Last night’s Four Corners program highlighted the exploits of Heinrich Kieber the thief who stole the tax secrets of many international billionaires and sold them to various governments around the world.
Kieber is now one of Interpol’s most wanted men. He has been granted witness protection by the German Government and is in hiding due to the international effect of his theft of tax information from the LGT Bank in Liechtenstein. Australia’s second richest man Frank Lowy is caught up in the international intrigue of the Kieber case but denies any wrongdoing.
What Four Corners failed to tell the Australian people last night was that the tax office is losing the battle against Australians hiding their money and assets in tax havens. This is because of the havens’ secret banking and tax regimes. It’s as simple as this. The ATO has identified 33 tax havens in the world. But we have only signed three Tax Information Exchange Agreements (TIEA) with other countries.
TIEA’s aim to establish effective information exchange and improve transparency of taxpayers’ financial arrangements/transactions for tax purposes. Twelve months ago the liberal government said they were negotiating with a further seven tax havens believed to be Jersey, Guernsey, the Isle of Man, the British Virgin Islands, the Cayman Islands, Anguilla and Granada. However, none have been signed since the change of government and it appears the Rudd government is dragging the chain with this.
Even if we sign another seven agreements that takes the total to 10 havens covered by an agreement, well short of the 33 ATO identified tax havens. You could say the tax office is pissing in the wind as it fights an uphill battle to win against the highly secretive banking and tax regimes of tax havens.

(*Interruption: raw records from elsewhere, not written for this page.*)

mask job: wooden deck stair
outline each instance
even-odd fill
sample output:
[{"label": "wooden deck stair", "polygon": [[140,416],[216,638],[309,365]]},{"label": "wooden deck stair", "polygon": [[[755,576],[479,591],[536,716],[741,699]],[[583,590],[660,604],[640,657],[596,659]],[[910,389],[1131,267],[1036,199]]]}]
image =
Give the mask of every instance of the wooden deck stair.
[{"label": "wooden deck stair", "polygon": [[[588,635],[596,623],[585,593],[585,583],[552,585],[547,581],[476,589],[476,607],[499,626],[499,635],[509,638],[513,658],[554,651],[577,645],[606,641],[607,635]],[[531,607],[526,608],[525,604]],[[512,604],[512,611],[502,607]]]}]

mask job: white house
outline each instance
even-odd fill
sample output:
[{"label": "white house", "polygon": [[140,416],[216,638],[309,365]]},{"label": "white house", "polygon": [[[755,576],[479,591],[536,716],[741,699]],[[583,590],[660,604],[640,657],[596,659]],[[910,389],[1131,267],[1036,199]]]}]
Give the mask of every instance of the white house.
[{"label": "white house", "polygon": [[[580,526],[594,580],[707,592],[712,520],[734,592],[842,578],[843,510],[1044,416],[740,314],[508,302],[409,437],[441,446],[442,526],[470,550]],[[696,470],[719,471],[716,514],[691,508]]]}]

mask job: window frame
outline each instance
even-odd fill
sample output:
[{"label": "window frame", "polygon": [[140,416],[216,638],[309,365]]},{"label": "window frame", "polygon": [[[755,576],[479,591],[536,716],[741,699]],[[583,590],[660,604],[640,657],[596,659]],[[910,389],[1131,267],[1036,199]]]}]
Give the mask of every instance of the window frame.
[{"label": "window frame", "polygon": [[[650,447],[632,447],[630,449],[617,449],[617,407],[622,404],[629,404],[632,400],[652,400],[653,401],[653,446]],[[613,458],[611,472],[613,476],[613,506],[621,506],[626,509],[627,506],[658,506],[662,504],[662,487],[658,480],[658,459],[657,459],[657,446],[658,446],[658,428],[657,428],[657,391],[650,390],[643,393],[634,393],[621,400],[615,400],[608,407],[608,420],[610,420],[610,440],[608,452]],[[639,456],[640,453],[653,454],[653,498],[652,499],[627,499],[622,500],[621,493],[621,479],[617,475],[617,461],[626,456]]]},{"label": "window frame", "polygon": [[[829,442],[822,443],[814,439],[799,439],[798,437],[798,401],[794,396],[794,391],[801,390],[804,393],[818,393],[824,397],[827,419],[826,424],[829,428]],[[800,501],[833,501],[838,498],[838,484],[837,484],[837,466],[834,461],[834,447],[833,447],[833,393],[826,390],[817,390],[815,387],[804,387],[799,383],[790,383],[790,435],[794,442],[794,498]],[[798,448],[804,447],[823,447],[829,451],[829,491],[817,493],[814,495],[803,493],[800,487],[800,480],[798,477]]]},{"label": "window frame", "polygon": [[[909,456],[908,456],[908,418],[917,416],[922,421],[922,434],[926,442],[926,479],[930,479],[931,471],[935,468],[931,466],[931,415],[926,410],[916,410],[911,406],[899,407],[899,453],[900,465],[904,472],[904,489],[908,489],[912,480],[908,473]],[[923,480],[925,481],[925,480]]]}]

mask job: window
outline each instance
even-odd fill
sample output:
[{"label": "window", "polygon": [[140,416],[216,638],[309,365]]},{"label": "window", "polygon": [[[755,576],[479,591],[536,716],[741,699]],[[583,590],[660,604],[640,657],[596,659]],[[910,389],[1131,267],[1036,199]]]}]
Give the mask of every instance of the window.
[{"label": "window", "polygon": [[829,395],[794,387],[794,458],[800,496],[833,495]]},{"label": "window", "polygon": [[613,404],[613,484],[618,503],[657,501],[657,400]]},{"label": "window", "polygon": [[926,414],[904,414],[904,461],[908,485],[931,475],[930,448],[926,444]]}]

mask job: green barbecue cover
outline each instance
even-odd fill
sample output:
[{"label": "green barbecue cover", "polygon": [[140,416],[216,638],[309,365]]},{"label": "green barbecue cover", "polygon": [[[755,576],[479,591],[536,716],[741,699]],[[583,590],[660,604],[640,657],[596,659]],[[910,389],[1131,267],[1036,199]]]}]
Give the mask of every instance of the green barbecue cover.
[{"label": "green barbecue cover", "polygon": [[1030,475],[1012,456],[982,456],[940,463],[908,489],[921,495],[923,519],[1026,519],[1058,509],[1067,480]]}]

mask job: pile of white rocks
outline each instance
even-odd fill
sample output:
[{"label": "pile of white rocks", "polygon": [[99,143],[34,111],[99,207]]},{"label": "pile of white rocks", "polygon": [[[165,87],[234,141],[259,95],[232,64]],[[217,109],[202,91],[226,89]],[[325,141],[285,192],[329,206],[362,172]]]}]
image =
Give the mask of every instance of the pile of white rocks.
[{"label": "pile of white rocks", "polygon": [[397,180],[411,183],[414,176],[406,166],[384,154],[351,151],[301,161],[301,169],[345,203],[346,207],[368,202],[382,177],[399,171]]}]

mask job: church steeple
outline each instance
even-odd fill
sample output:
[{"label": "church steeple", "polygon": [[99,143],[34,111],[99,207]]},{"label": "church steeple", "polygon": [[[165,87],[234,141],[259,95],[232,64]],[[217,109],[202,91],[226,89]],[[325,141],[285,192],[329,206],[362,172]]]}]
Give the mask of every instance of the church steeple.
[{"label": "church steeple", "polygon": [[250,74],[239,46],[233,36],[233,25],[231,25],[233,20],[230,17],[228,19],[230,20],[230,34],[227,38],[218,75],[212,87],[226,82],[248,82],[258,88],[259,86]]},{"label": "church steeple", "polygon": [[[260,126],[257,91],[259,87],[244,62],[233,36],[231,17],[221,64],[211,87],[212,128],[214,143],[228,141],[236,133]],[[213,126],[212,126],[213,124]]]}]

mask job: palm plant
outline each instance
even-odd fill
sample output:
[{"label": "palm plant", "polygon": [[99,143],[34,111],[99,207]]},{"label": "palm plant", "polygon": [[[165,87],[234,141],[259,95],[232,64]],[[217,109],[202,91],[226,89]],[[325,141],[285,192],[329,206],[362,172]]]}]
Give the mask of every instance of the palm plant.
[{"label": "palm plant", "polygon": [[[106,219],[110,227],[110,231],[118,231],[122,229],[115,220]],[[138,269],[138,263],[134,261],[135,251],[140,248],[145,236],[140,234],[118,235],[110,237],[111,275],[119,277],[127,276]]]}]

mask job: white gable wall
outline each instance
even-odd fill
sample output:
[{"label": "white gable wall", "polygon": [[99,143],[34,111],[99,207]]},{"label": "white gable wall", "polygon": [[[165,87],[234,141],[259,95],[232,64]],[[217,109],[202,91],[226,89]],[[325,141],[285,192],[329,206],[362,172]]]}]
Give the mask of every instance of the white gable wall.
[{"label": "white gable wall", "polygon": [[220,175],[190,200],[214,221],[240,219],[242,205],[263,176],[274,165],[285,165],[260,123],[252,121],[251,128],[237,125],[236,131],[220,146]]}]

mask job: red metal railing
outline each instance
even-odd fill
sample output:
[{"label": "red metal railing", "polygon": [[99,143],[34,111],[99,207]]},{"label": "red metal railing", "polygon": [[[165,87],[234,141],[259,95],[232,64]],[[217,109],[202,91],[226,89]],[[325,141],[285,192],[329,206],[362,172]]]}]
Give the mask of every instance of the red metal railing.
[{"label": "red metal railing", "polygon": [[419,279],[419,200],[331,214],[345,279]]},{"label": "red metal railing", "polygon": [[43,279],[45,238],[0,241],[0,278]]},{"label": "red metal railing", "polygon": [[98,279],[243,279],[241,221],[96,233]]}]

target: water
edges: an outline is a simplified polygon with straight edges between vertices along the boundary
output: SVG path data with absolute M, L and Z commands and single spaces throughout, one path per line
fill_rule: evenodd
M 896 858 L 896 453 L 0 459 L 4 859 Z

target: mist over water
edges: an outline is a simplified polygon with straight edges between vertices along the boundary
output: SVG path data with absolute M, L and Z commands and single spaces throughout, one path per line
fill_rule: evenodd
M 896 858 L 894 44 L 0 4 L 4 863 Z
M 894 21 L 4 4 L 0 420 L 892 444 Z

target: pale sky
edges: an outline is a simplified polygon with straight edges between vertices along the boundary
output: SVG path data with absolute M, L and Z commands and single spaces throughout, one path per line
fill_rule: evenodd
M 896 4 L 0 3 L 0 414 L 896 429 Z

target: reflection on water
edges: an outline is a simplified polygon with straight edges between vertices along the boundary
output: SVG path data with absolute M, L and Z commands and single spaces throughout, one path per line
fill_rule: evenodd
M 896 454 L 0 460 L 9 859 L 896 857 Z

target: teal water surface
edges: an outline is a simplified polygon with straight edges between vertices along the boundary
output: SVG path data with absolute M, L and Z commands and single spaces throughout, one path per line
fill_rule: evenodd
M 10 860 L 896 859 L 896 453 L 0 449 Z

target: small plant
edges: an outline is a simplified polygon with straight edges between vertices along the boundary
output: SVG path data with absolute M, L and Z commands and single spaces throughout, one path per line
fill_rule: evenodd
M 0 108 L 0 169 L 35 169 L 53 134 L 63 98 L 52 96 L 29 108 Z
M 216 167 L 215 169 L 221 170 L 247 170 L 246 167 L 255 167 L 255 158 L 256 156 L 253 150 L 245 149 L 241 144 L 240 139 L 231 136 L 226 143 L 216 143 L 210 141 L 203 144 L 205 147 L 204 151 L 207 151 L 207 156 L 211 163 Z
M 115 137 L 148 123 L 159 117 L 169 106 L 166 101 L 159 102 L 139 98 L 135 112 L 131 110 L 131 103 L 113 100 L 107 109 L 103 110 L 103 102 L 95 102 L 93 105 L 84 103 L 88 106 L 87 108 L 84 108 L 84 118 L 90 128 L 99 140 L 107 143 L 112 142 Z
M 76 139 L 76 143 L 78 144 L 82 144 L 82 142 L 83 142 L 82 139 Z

The tax office say it is coming down hard on people who hide money in tax havens but the facts tell a different story. John Passant, a former Assistant Commissioner of Taxation (International Strategy and Operations) who retired in June this year told Crikey: “The number of staff in International Strategy and Operations (ISO) has gone from around 164 in 2004 to about 85 today. When I was an Assistant Commissioner in ISO we had 164 and argued to go to 210 to do our job properly. Our reward (in response to efficiency dividends and other cuts), was to be cut to 148, then to 129, then further over time.”
“The ATO makes a lot of mention of exchange of information. It has how 2 or 3, or maybe 5 staff in that area. How can you analyse, digest and act on the exchange of information with so few staff.”
“The recent Liechtenstein discovery doesn’t inspire much confidence either. A disgruntled employee sells details of a Liechtenstein bank’s information to German and other tax authorities. Australia has exchange of information clauses in treaties with those other authorities. This is reactive, not proactive. I would have hoped the ability of the ATO and its fraternal agencies around the world would be such that they prevent these apparently widespread abuses.”